The general principle is the more secure the data, the more stringent the policies and access controls. You might for example allow USB access and screenshots on internet facing machines, but on secure networks you’d want controls in place.

Ehud Gavron (profile) says:

IC "security" is ... stupid... or incompetent?

Real hackers don’t route their traffic through “20 IP addresses” or even 200 or even 2000. They use an anonymizing system such as TOR.

A hacker as “shortsighted” so as to use a pool of 200 addresses from which to launch attacks would be laughed out of any room at DEFCON. How even worse that our vaunted intelligence services are stupider than that.

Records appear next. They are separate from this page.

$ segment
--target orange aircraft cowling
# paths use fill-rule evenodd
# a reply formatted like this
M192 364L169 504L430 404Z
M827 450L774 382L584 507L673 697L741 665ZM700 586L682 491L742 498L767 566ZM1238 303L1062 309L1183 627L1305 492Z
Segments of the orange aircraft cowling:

There’s some comparison in the article (twice) to Russian Hackers obfuscating their IP addresses. The point is missed that Russian hackers DID obfuscate their IP addresses. The US IC people were stupid. Or incompetent.


Anonymous Coward says:

Re: IC "security" is ... stupid... or incompetent?

See also "Who uses Tor?":

Law enforcement officers use Tor

Online surveillance: Tor allows officials to surf questionable web sites and services without leaving tell-tale tracks. If the system administrator of an illegal gambling site, for example, were to see multiple connections from government or law enforcement IP addresses in usage logs, investigations may be hampered.

Militaries use Tor

Field agents: It is not difficult for insurgents to monitor Internet traffic and discover all the hotels and other locations from which people are connecting to known military servers. Military field agents deployed away from home use Tor to mask the sites they are visiting, protecting military interests and operations, as well as protecting themselves from physical harm.

It’s important that "normal" people use it too. If everyone on Tor is a government agent, server/network operators who see Tor traffic might not care which agency it is.

Anonymous Coward says:

Re: IC "security" is ... stupid... or incompetent?

The point isn’t to be secure in the conventional sense. These are information requests sent to and from the open, public Internet. They’re insecure by nature.

The original AIRGAP is a system that acknowledges that any TLA-owned IP address will eventually be identified, and seeks to obscure, rather than secure, by routing all information through it.

A query goes out that interacts with a location in Russia. If that can be associated with a "contacting friends" address, then the activity was to contact a US spy in Russia. If it can be associated with an "observing our enemies" address then that information is similarly revealed.

Funnel everything through a single contact point though and you lose all context for the interest. You can’t see whether the TLA was contacting a friend or foe.

OUTPARKS takes that data decontextualisation and spreads it out over a wider range of addresses that are then more difficult to discover.

You might see my message out through IP address A on Monday and infer one thing but on Tuesday I’m communicating through IP address B, which you don’t know about and therefore miss.

It’s a good, sensible system.

Anonymous Coward says:

Re: IC "security" is ... stupid... or incompetent?

This setup isn’t even for hacking. It’s for far more mundane things, like setting up a .ru email address, or connecting to the websites of state-owned agencies (Gazprom, for example). Law enforcement agencies often have these as well.

In the DarkMarket case, Master Splynter, the undercover FBI agent who ended up as an admin on a server for carders, almost got exposed when the IP address he used was traced back to a law enforcement agency. He managed to recover his credibility, but almost lost the entire case for that. He was not hacking, he was just undercover as a hacker.